A Docker dev environment can be configured to mimic the production environment as closely as possible, allowing developers to test their application under realistic conditions before deploying it to production. By using Docker to create a dev environment, developers can ensure that the environment is consistent across different machines and can be easily shared with other team members.
Example:
A team of developers is working on a web application that uses a microservices architecture. The application is composed of multiple services that communicate with each other using a messaging system. To develop the application locally, each developer needs to run multiple containers that provide the messaging system, the web server, and other services. To simplify the development workflow, the team creates a Docker dev environment that includes all the required containers, as well as an IDE, a version control system, and a CI/CD system. Each developer can then use the dev environment to work on their part of the application, test it locally, and integrate their changes with the rest of the team.
Python virtual environments and Docker containers are both tools that can be used to create isolated environments for Python development, but they have some important differences.
Python virtual environments are used to create isolated environments for Python development within a single machine. They allow developers to install and use specific versions of Python and Python packages without affecting other Python installations on the machine. Virtual environments are typically created using tools like venv, virtualenv, or conda, and can be activated or deactivated as needed.
Docker containers, on the other hand, provide a more complete level of isolation for development environments. They create an entire runtime environment that includes not only Python and Python packages, but also any other dependencies required by the application, such as databases, web servers, or other services. Docker containers are designed to be run on any machine that supports Docker, which means that they can provide a consistent development environment across different platforms and operating systems.
Here are some key differences between Python virtual environments and Docker containers:
Isolation: Python virtual environments isolate Python and Python packages, but do not isolate other dependencies or services required by the application. Docker containers provide a more complete level of isolation, and can isolate not only Python and Python packages, but also other dependencies and services.
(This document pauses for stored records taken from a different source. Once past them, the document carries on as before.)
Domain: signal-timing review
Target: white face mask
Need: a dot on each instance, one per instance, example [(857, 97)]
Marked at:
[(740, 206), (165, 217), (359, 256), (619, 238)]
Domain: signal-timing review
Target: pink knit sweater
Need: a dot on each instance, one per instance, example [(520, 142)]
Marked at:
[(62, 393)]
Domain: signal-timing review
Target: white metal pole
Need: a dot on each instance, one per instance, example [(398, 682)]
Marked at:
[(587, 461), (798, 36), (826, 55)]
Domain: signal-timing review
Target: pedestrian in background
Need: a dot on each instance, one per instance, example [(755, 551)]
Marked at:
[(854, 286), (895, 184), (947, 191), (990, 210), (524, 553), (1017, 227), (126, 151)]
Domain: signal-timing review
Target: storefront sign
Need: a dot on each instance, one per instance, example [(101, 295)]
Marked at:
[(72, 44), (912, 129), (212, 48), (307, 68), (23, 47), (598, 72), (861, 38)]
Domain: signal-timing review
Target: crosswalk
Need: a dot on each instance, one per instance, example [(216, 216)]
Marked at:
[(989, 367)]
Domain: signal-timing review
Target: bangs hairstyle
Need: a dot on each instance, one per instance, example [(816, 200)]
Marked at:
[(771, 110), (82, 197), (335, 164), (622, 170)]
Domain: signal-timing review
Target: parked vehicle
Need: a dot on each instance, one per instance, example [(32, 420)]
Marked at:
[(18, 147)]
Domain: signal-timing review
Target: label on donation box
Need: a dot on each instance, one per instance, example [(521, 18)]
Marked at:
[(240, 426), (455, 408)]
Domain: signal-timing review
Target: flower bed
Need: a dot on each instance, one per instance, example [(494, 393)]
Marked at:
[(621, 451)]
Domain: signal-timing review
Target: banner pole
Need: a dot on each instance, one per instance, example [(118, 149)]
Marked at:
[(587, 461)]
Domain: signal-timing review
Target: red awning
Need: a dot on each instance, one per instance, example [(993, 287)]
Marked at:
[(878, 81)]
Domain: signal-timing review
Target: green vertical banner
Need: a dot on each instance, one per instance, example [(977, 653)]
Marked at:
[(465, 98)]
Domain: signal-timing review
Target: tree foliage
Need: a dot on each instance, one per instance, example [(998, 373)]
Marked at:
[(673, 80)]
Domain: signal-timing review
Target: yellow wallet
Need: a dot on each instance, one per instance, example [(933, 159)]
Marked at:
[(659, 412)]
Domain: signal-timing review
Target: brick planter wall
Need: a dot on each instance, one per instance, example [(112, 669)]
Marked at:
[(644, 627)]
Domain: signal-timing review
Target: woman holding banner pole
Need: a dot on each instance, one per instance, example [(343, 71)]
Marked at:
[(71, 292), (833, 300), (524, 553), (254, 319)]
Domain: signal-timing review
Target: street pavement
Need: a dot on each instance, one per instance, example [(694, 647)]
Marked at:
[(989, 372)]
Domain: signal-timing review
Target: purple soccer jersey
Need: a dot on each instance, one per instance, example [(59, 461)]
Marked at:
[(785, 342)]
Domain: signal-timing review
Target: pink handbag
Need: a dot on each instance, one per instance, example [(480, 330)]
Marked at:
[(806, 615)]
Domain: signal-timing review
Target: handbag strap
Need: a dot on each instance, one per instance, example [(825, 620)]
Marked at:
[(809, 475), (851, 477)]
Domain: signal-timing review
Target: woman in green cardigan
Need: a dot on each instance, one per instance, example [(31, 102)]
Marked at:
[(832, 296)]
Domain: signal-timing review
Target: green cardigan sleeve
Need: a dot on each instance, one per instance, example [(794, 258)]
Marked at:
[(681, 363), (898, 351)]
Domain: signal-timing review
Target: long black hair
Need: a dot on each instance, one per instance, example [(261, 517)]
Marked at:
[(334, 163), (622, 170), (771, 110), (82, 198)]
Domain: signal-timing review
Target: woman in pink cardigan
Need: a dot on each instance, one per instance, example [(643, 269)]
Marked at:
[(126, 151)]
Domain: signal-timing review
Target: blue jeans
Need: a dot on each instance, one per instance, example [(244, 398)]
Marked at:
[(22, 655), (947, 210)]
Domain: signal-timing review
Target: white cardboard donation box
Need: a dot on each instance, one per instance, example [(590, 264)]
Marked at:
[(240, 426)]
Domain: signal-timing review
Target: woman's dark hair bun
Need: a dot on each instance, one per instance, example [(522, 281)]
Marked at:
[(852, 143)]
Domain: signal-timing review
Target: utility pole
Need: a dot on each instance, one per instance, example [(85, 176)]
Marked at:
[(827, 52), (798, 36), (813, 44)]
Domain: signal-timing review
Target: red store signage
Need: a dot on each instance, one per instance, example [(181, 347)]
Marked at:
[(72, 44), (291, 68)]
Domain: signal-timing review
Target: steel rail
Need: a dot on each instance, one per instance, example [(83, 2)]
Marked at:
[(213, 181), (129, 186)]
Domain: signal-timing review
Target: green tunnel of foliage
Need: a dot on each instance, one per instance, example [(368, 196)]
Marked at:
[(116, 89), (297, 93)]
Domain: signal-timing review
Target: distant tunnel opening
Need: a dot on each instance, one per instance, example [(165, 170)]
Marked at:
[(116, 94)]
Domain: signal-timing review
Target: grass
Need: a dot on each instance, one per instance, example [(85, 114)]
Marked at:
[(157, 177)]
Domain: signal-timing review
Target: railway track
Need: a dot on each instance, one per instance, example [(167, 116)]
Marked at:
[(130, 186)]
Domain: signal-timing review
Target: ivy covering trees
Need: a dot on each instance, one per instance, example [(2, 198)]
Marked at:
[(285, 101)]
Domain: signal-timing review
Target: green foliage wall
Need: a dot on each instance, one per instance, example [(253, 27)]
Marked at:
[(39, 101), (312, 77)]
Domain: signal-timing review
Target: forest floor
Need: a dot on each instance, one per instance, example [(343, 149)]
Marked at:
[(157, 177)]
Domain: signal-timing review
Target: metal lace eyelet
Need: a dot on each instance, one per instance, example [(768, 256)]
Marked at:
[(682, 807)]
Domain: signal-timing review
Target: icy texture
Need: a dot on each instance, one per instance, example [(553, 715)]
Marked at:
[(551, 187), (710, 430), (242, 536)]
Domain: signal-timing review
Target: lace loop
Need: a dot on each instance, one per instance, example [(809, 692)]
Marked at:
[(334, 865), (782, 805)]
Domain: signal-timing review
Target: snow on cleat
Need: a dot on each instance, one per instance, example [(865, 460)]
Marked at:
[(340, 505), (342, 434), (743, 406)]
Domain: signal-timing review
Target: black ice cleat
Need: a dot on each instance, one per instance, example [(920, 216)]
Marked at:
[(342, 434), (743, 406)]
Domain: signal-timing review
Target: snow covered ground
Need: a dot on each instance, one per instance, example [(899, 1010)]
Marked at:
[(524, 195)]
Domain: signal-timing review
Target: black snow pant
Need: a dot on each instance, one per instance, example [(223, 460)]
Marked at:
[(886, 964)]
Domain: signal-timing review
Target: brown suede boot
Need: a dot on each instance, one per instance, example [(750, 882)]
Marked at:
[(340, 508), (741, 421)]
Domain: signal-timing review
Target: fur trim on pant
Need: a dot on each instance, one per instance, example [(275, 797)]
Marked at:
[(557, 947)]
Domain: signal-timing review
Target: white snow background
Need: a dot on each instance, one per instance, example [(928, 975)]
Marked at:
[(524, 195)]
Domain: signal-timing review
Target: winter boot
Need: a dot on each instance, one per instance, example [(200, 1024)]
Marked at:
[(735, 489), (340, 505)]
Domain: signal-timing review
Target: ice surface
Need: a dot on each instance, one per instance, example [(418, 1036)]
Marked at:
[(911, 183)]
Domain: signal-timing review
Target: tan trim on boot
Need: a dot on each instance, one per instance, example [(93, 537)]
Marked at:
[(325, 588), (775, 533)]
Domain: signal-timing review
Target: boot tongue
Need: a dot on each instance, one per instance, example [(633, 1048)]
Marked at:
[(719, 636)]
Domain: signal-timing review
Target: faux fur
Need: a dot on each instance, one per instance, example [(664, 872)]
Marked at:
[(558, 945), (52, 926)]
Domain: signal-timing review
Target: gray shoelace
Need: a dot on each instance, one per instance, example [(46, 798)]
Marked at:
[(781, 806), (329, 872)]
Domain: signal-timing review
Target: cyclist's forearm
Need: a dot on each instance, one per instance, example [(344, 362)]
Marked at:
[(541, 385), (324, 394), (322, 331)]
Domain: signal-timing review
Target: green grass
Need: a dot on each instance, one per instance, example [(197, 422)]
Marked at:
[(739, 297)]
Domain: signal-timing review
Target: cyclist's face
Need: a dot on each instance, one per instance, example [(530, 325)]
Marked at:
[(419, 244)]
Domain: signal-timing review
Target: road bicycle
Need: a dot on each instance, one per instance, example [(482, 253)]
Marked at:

Consistency: Python virtual environments ensure consistency within a single machine, but may not provide consistency across different machines or operating systems. Docker containers are designed to provide Developers, Operators and Enterprises with consistent development environments across diexplfferent platforms and operating systems.
Portability: Python virtual environments can be easily shared and transferred between developers, but may require additional setup and configuration on different machines. Docker containers are designed to be easily shared and transferred between different machines, and require little to no additional setup or configuration.
Resource usage: Python virtual environments consume fewer resources than Docker containers, since they only isolate Python and Python packages. Docker containers may require more resources, since they isolate not only Python and Python packages, but also other dependencies and services.